HOME

Weikai Mao

Weikai Mao

maoweikai123@outlook.com

Categories:

© 2024

Root Cause Localization: Squeeze


The contents in this post are excerpted from the paper “Generic and robust localization of multi-dimensional root causes.” 1.

Introduction

Suppose there are $ d $ attributes and each attribute has $ l $ distinct values, then there can be $ \sum_{i=1}^{d}\left(\begin{array}{l}d \ i\end{array}\right) l^{i}=(l+1)^{d}-1 $ valid attribute combinations and the number of potential root cause can be $ 2^{(l+1)^{d}-1}-1 $. According to the experiences of operators that we worked with, typically $ d $ is less than or about ten, $ l $ is several tens. When $ d=5 $ and $ l=10 $, then there will be $ 2^{161050}-1 $ potential root causes.

Our design goals for multi-dimensional root cause localization are generic and robust: 1) consistently handle fundamental and derived measures; 2) handle both significant and insignificant anomaly magnitudes; 3) do not require parameter fine-tuning; 4) be consistently fast, and 5) have no impractical root cause assumptions. The core ideas and major contributions of our proposed approach, Squeeze, are the following.

There are mainly two challenges for root cause localization problem.

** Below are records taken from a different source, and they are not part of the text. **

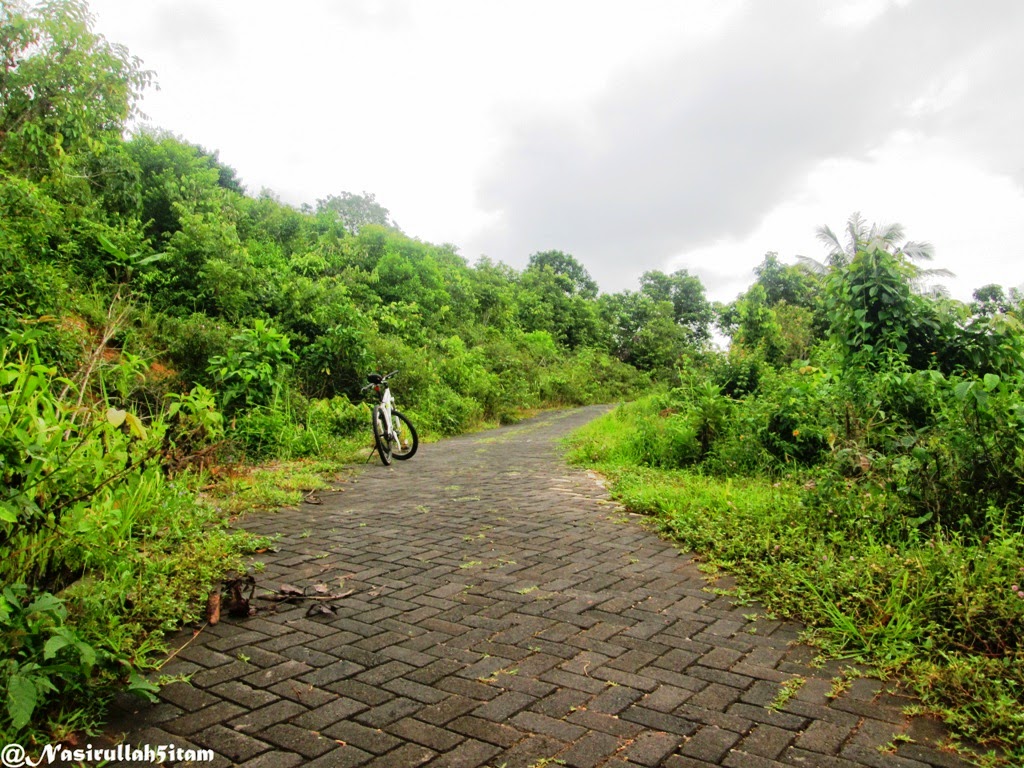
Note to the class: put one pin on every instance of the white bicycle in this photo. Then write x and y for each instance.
(394, 435)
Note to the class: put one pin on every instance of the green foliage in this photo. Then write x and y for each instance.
(88, 512)
(42, 653)
(65, 89)
(873, 311)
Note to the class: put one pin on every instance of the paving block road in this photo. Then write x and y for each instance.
(505, 612)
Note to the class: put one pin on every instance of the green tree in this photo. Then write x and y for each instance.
(685, 292)
(571, 276)
(355, 211)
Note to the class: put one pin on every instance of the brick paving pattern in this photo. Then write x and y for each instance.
(506, 613)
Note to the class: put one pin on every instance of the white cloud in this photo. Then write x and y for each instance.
(635, 136)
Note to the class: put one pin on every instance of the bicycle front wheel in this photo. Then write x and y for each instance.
(403, 439)
(381, 436)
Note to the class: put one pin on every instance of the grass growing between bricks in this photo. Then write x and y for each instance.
(929, 605)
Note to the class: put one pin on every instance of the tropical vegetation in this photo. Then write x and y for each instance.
(857, 460)
(855, 456)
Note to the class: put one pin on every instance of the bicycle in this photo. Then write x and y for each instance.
(394, 435)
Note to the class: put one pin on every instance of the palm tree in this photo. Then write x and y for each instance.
(861, 238)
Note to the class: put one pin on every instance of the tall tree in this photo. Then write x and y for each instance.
(685, 293)
(64, 88)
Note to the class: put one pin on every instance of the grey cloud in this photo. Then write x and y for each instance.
(704, 146)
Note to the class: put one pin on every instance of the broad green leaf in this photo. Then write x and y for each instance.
(116, 416)
(53, 646)
(135, 425)
(961, 390)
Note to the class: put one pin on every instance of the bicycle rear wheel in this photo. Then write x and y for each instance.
(381, 436)
(404, 440)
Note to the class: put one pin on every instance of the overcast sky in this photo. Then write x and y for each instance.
(648, 134)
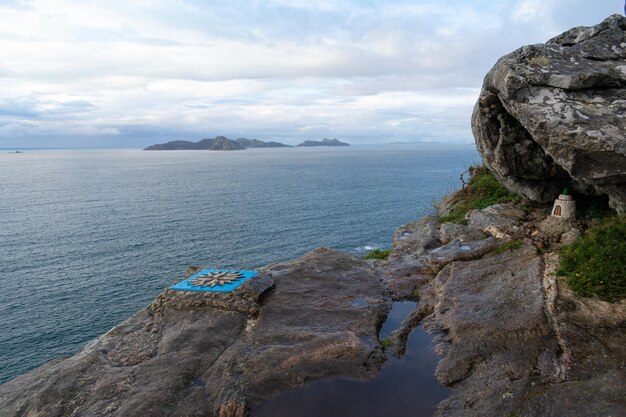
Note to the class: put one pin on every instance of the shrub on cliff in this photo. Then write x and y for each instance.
(595, 264)
(482, 190)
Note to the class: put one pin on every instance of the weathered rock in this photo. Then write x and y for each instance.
(214, 354)
(417, 237)
(552, 228)
(411, 243)
(460, 251)
(554, 115)
(570, 236)
(503, 217)
(449, 232)
(516, 343)
(322, 319)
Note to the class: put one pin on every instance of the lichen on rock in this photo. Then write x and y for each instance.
(554, 115)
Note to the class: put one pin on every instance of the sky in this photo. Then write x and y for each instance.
(112, 73)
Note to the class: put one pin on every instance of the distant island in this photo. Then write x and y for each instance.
(255, 143)
(219, 143)
(324, 142)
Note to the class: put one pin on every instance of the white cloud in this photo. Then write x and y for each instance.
(278, 68)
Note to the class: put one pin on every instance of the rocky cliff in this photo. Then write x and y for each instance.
(554, 115)
(513, 338)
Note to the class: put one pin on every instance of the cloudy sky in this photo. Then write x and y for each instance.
(130, 73)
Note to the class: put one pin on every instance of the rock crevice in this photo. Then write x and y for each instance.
(554, 115)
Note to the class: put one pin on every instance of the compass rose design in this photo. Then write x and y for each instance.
(212, 279)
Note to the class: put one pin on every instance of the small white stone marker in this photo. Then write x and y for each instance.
(564, 206)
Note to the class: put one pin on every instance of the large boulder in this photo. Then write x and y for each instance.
(553, 115)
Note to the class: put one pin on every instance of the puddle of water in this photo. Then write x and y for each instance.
(399, 311)
(403, 388)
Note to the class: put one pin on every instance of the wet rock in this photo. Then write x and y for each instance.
(491, 346)
(553, 115)
(202, 354)
(309, 326)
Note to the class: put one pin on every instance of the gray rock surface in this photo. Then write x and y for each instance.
(513, 344)
(554, 115)
(460, 251)
(214, 354)
(449, 232)
(504, 217)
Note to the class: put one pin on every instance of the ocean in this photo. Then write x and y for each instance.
(88, 237)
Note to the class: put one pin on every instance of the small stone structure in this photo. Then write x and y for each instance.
(564, 207)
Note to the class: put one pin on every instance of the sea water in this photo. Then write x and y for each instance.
(88, 237)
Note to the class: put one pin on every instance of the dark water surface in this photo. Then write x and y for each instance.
(403, 388)
(89, 237)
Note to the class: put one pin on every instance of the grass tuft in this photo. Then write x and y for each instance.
(378, 254)
(416, 294)
(595, 264)
(483, 190)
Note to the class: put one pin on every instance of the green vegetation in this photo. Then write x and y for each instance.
(378, 254)
(597, 210)
(416, 294)
(386, 342)
(483, 190)
(510, 245)
(595, 264)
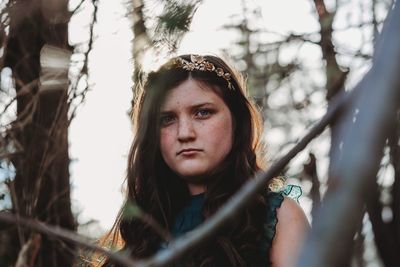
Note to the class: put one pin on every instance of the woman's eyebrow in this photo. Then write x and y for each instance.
(194, 106)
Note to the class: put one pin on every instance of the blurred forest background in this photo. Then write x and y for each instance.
(292, 76)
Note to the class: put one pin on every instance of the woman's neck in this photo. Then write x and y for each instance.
(195, 189)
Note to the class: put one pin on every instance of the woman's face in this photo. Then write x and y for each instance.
(196, 130)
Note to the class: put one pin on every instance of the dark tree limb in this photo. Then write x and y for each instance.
(355, 164)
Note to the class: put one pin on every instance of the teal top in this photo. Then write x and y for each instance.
(190, 217)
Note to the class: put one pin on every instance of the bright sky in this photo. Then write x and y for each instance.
(100, 135)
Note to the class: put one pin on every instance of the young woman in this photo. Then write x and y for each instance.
(196, 143)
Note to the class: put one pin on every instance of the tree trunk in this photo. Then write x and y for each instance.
(41, 185)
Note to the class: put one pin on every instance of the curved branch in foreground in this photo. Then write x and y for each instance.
(66, 235)
(238, 202)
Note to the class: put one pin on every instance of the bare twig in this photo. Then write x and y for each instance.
(66, 235)
(354, 166)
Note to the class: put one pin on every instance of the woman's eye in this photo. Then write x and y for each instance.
(203, 113)
(167, 119)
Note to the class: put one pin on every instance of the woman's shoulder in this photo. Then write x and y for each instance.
(290, 228)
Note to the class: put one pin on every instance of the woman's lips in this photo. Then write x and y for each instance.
(188, 151)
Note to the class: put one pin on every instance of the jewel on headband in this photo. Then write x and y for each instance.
(200, 63)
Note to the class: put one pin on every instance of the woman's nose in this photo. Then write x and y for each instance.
(186, 130)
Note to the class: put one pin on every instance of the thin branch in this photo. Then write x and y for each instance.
(66, 235)
(356, 161)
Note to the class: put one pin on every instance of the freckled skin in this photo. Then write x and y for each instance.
(196, 132)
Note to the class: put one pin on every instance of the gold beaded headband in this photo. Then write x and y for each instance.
(200, 63)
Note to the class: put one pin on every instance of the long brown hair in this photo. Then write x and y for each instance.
(158, 191)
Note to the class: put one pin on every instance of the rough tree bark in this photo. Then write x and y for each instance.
(41, 185)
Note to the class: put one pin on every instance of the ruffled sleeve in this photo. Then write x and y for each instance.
(274, 201)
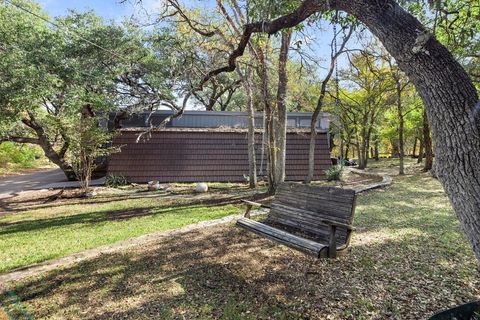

  1. How to measure the potential of an attribute combination set to be the root cause?

  2. How to design the searching and pruning strategy to localize the root cause from a huge search space?

For the first challenge, the author proposed generalized potential score (GPS), which is based on generalized ripple effect (GRE).

For the second challenge, Squeeze first searches bottom-up to narrow down the search space, within which Squeeze then does top-down search to localize the root cause attribute combinations.

Case studies in several banks and an Internet company show that Squeeze can localize root causes much more rapidly and accurately than traditional manual analysis.

Background

Table V lists the the definitions, notations, and examples of the important terms used in the paper.

TABLE V: Summary of Terms
TABLE V: Summary of Terms (Source)

An attribute combination is considered abnormal for a given time window if its real value deviates significantly enough from its expected value.

Without loss of generality, we assume both $v$ and $f$ are non-negative.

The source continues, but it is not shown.